Ngo gave some advice for people who want to get into lifting but are intimidated by the gym.
“Make your routine at home, so you know what you’re going to do at the gym,” Ngo said. “There’s a lot of great resources online, and even here. Aggie Barbell does a lot of beginner-friendly workshops for people who are interested in learning about lifting.”
Hurtado said joining a powerlifting community like Aggie Barbell provided him with new ways to track improvement in his performance.
“It is also a little fun to get competitive with it,” Hurtado said. “As much as they say to focus on yourself, it is fun to be like, ‘I’m catching up with that guy.’ It’s just fun to move forward because the progress is pretty objective.”
In powerlifting, progress can be seen pretty objectively by increasing weight or repetitions of a certain movement. But Hurtado stressed that though seeing progress is exciting, it is important to remember that is not linear.
“Over the summer, I squatted 500 just for a single, and there was a bit of an accident because the bar slid down my back, and it put a lot of pressure on my left hip,” Hurtado said. “After that, I could hardly squat like 10% of my squat for the rest of the summer.
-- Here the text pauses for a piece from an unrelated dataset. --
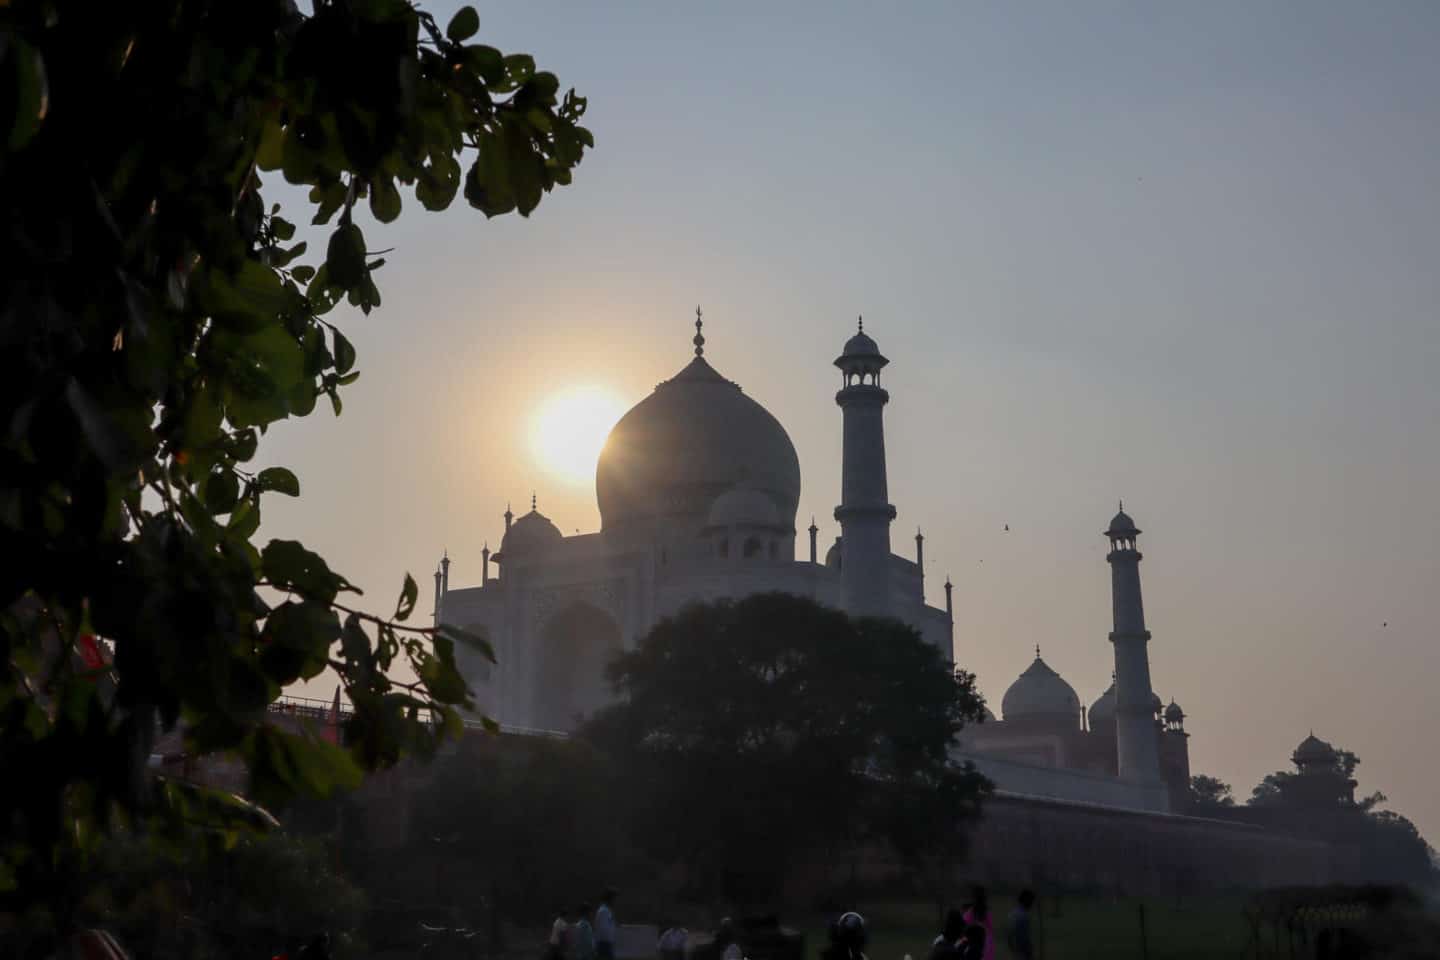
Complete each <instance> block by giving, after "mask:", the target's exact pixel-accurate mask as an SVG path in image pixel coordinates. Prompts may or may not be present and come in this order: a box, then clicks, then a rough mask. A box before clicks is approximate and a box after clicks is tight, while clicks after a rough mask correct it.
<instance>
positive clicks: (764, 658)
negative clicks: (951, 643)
mask: <svg viewBox="0 0 1440 960" xmlns="http://www.w3.org/2000/svg"><path fill="white" fill-rule="evenodd" d="M611 676H612V681H613V682H615V688H616V692H618V694H619V702H618V704H615V705H612V707H609V708H606V710H605V711H602V712H600V714H598V715H596V717H595V718H593V720H592V721H590V724H589V725H588V727H586V730H585V731H583V735H585V737H588V738H589V740H592V741H593V743H596V744H598V746H599V747H600V748H602V750H605V751H606V753H608V754H609V756H611V757H612V759H613V761H615V764H616V769H618V770H619V774H621V777H622V780H624V782H625V783H626V784H628V792H629V793H631V794H632V797H634V800H635V807H634V809H632V810H631V815H632V823H634V825H635V826H634V833H635V836H636V839H638V841H639V842H641V843H642V846H644V848H645V849H647V852H648V853H649V855H651V856H654V858H655V859H658V861H660V862H667V864H675V862H683V864H687V865H691V866H693V868H694V869H696V871H698V874H700V877H701V884H703V885H706V887H708V888H710V889H711V891H713V892H721V894H724V895H727V897H730V898H733V900H737V901H740V902H757V901H762V900H765V898H766V897H769V895H770V894H773V892H775V888H776V885H778V884H779V882H780V881H782V879H783V877H785V871H786V868H788V866H789V865H791V862H792V859H793V858H795V856H796V855H799V853H802V852H814V851H816V849H821V851H822V849H842V851H848V849H851V848H852V846H854V845H855V843H857V842H860V841H861V839H865V838H867V836H874V835H877V833H883V832H884V829H886V828H887V826H888V825H894V823H897V822H900V820H904V818H896V816H893V815H891V813H893V810H894V809H896V807H897V806H900V807H903V806H904V805H906V803H907V802H916V800H917V797H919V796H920V793H922V792H923V790H936V789H939V787H943V789H940V790H939V796H940V797H943V806H945V807H946V812H949V813H953V815H956V816H959V815H960V813H962V810H963V809H965V807H968V806H971V805H973V803H975V802H976V800H978V793H979V789H981V784H982V783H984V782H982V780H979V779H976V777H965V779H959V780H958V779H953V777H955V776H958V774H959V771H956V770H952V769H950V767H949V766H948V750H949V747H950V744H952V743H953V740H955V734H956V733H958V731H959V730H960V727H962V725H963V724H965V723H968V721H972V720H978V718H979V717H981V715H982V711H984V702H982V699H981V697H979V695H978V694H976V692H975V687H973V678H972V676H971V675H969V674H965V672H956V671H955V669H953V666H952V665H950V664H949V662H946V659H945V658H943V656H942V655H940V652H939V651H936V648H933V646H930V645H929V643H926V642H924V640H923V639H922V638H920V636H919V633H916V632H914V630H913V629H912V628H907V626H904V625H901V623H899V622H896V620H883V619H860V620H852V619H850V617H848V616H845V615H844V613H840V612H835V610H829V609H825V607H821V606H819V604H816V603H814V602H811V600H806V599H804V597H795V596H789V594H780V593H772V594H757V596H750V597H746V599H743V600H739V602H730V600H720V602H716V603H708V604H696V606H691V607H687V609H685V610H683V612H681V613H680V615H677V616H675V617H672V619H667V620H662V622H661V623H660V625H657V626H655V628H654V630H651V633H649V635H648V636H647V638H645V639H644V640H642V642H641V643H639V646H638V648H636V649H635V651H632V652H628V653H624V655H622V656H621V658H618V661H616V662H615V664H613V665H612V668H611ZM927 822H929V820H927Z"/></svg>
It took a long time to get over, but now I’m doing  for sets of eight, so it’s cool to think you don’t stay in one place forever.”
Making progress, no matter how big or small, also often translates into confidence, according to Chau.
“Powerlifting has positively impacted my life because it helped me build confidence in myself and my strength by seeing how much progress I’ve made since when I first started,” Chau said. “Powerlifting requires a lot of time and dedication, and it’s very gratifying to see myself stick with it so far.”
For Ngo and many fellow powerlifters, lifting has changed their lives for the better.
“To me, powerlifting makes me realize how strong I really am,” Ngo said. “It’s really turned my life onto a different path.”